Stuttgart - Grün-Rot statt Schwarz-Gelb - die Ursachen dafür finden sich auch in Stuttgarter Themen. Dass in seiner Stadt nichts bleibt, wie es war, glaubt Oberbürgermeister Wolfgang Schuster dennoch nicht.
Herr Oberbürgermeister, der Regierungswechsel in Baden-Württemberg hat womöglich gravierende Auswirkungen auf wichtige, die Stadt betreffende Zukunftsfragen. Sehen Sie das Bahnprojekt Stuttgart 21 in Gefahr?
Weder Land noch Stadt sind Bauherren. Stuttgart 21 ist seit einem Jahr im Bau, die Bahn hat Baurecht. Ich kann mir nicht vorstellen, dass die Bahn nach der Landtagswahl in Baden-Württemberg das Projekt aufgibt.
Die SPD, die laut offizieller Parteilinie das Projekt eigentlich mitträgt, strebt einen Volksentscheid an.

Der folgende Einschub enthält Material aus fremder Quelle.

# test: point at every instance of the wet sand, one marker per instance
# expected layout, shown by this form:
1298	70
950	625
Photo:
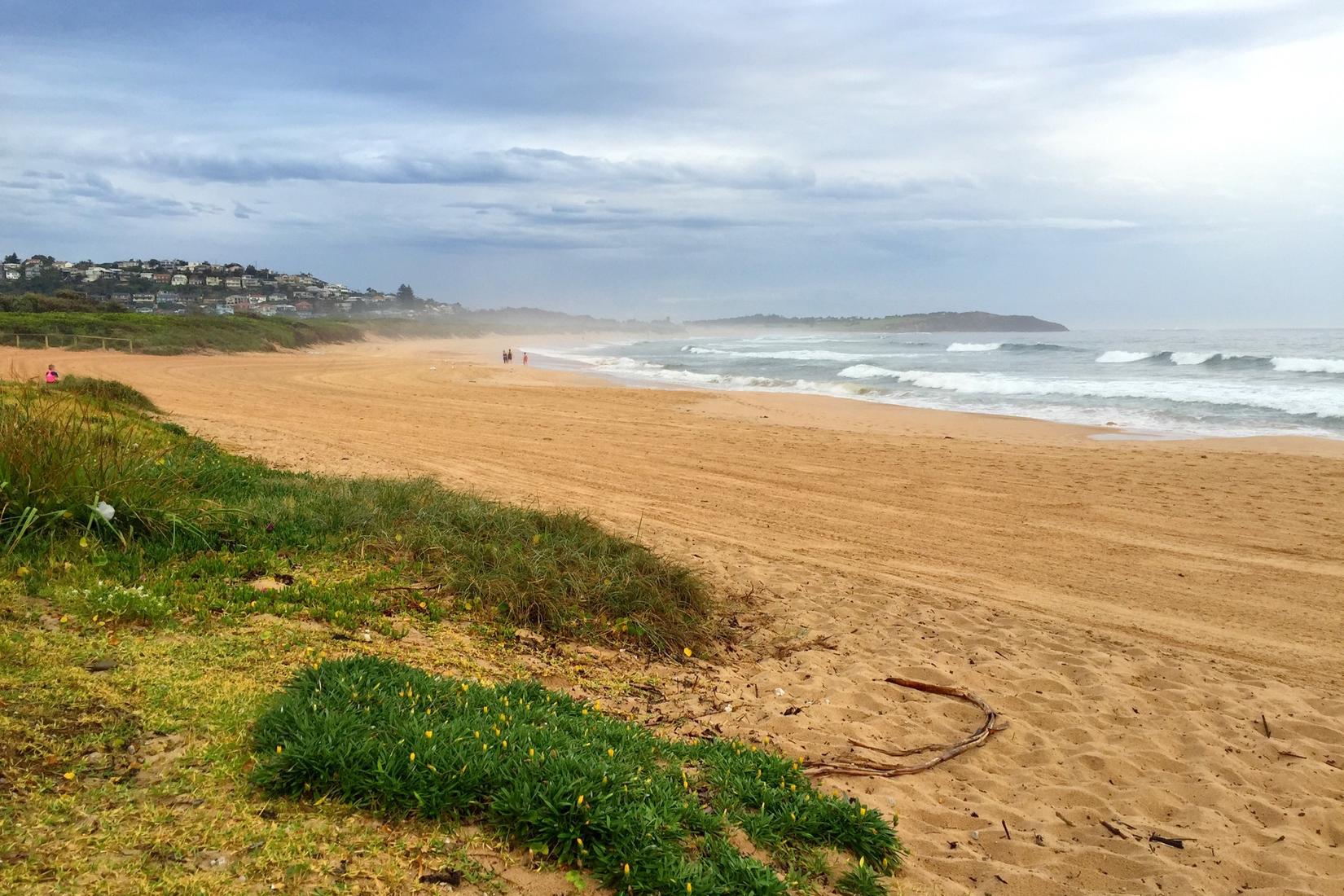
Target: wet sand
1133	608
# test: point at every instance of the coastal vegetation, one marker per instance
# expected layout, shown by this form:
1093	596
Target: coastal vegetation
157	593
169	335
930	323
72	321
556	775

Ich gehe davon aus, dass die künftige baden-württembergische Landesregierung ähnlich wie in Bayern Volksentscheide für große Landesaufgaben per Gesetz zulassen will. Bei Stuttgart 21 könnte ein solches Gesetz dann erstmals zur Anwendung kommen.
Mit welchem Ergebnis?
Ich rechne mit einer deutlichen Mehrheit im Land für Stuttgart 21.
Das Land und das Handelshaus Breuninger betreiben am Karlsplatz ein anderes Großprojekt, mit Büros für Ministerien, einem Hotel und Einzelhandel. Steht das Projekt Da Vinci auf der Kippe?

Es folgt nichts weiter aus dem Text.